Cameraman Dave flew alongside us in a Cessna, getting B-roll for the report. That’s John Thomas and me in the Glasair off Dave’s wingtip. The Glasair cruising speed was about 150 knots, so while the Cessna puttered along at about 85, John slowed it down so Dave could get the shots he needed, but we were nearly at stall speed while doing so! (Can you see me in the right hand seat? I’m the one with the big grin!)
On the ground. Yep, that’s me, in between interviews checking out the situation, planning for my next move, while camera man Dave shoots B-roll. Central Florida and especially Brevard County (“The Space Coast”) is a hotbed of general aviation activity. Our warm year-round climate, aviation infrastructure, local technology and business centers, aerospace-literate population, and relatively low fuel prices compared to other areas of the country are some of the factors that brings pilots to this area. There are about 1800 licensed pilots on the Space Coast.

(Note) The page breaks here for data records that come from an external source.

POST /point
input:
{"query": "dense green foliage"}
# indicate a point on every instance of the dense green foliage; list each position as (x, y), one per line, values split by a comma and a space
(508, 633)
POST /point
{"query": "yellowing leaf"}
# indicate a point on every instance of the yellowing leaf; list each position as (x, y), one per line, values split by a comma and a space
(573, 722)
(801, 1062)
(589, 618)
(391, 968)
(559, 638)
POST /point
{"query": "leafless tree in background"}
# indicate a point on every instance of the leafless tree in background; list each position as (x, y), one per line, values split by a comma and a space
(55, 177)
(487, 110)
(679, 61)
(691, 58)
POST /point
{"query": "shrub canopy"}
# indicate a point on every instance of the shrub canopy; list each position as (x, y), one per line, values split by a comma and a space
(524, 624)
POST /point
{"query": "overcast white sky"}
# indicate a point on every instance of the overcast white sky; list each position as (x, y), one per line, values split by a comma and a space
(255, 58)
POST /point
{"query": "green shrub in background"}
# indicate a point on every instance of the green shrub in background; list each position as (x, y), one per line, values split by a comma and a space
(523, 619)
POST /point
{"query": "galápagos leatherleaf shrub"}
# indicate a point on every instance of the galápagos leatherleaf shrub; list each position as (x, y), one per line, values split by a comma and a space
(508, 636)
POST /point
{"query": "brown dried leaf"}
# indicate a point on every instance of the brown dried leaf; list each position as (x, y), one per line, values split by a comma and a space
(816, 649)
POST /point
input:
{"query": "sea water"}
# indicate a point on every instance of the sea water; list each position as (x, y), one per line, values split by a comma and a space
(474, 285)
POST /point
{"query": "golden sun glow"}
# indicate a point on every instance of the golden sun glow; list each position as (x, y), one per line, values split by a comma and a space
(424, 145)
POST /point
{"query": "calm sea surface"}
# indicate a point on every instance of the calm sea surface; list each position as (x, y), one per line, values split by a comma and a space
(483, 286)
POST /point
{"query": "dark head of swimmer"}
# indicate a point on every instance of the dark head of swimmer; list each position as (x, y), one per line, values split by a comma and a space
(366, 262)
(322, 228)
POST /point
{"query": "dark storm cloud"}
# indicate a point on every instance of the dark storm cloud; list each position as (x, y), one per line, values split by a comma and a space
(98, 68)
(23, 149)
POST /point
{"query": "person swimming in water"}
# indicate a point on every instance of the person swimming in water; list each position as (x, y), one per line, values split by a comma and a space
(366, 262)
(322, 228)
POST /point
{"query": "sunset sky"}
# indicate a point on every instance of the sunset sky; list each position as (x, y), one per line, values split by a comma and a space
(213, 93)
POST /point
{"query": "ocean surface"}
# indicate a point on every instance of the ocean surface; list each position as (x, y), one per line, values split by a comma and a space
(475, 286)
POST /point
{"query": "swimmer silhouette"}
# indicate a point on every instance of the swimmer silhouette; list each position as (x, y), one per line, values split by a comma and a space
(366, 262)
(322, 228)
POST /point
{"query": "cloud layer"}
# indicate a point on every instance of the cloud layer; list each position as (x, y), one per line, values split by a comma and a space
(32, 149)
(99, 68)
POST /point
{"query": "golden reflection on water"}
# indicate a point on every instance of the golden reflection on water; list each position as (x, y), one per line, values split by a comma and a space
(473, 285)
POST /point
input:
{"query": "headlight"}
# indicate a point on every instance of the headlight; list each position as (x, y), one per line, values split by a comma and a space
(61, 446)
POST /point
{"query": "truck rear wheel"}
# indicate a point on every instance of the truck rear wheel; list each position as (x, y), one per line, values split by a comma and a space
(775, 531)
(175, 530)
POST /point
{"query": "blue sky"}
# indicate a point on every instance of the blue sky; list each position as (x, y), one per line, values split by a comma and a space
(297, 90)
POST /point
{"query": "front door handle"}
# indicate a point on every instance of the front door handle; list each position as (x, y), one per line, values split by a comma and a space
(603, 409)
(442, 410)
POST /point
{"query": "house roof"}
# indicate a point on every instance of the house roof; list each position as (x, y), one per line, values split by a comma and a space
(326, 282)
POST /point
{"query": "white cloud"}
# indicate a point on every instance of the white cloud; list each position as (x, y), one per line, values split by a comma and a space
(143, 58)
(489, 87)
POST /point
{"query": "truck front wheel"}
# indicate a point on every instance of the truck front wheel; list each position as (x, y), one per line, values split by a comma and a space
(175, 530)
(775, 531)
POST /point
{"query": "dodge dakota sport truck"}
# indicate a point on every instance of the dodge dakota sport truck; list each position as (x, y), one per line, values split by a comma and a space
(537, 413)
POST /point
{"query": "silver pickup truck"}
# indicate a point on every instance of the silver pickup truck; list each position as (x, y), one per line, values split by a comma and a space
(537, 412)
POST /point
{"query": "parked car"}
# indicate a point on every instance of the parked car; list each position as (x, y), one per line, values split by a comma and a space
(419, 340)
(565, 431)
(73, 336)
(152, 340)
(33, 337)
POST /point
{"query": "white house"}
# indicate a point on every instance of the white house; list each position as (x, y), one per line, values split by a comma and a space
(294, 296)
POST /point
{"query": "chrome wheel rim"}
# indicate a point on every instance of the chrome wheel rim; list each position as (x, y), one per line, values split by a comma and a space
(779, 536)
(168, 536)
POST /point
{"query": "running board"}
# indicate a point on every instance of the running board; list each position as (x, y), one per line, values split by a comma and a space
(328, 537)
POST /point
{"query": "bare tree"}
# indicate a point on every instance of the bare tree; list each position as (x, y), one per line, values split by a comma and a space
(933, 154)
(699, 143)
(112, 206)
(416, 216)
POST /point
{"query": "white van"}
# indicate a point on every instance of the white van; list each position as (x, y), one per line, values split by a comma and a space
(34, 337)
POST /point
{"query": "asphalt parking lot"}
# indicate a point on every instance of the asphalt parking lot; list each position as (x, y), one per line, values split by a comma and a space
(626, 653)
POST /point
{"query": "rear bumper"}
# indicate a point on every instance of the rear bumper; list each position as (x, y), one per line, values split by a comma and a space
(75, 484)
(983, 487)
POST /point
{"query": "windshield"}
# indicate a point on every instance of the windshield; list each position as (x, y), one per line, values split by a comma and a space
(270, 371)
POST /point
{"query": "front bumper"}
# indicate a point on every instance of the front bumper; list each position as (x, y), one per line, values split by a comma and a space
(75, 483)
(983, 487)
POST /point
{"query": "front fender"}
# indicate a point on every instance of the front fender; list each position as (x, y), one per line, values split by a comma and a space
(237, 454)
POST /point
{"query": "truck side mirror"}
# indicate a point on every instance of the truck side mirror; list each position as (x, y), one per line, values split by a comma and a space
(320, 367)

Whether a design is built exactly to proven plans or is a completely new design, an amateur-built aircraft has to be FAA registered and pass a stringent airworthiness inspection before it can be issued an airworthiness certificate and legally fly. To read more about homebuilts or “experientals”, click here.
The final picture (below) was taken about four years later, after I left WESH-TV for a job at Kennedy Space Center. I’m on the flight line at the Shuttle Landing Facility (SLF). Behind me are the T-38 jets the astronauts use to zoom back and forth between Florida and Houston and all over the country. The jets are parked, indicating some of the astronauts are in town, probably preparing for an upcoming space shuttle launch. The gal sitting on the ground loading film into the camera was my secretary Robbi B. The fellow I’m talking to was one of our flight techs who was explaining something or other to me. I don’t remember. But it was pretty interesting at the time!
I love flying. My first time in the air was with my Dad who was a pilot and for a short time co-owned a plane with a friend who was with the FBI. I think I was four years old the first time he took me up. I loved it then, and that hasn’t changed. I married a man who flew his own plane. And works for a major airline. Tell you something? “Pack up, let’s fly away!”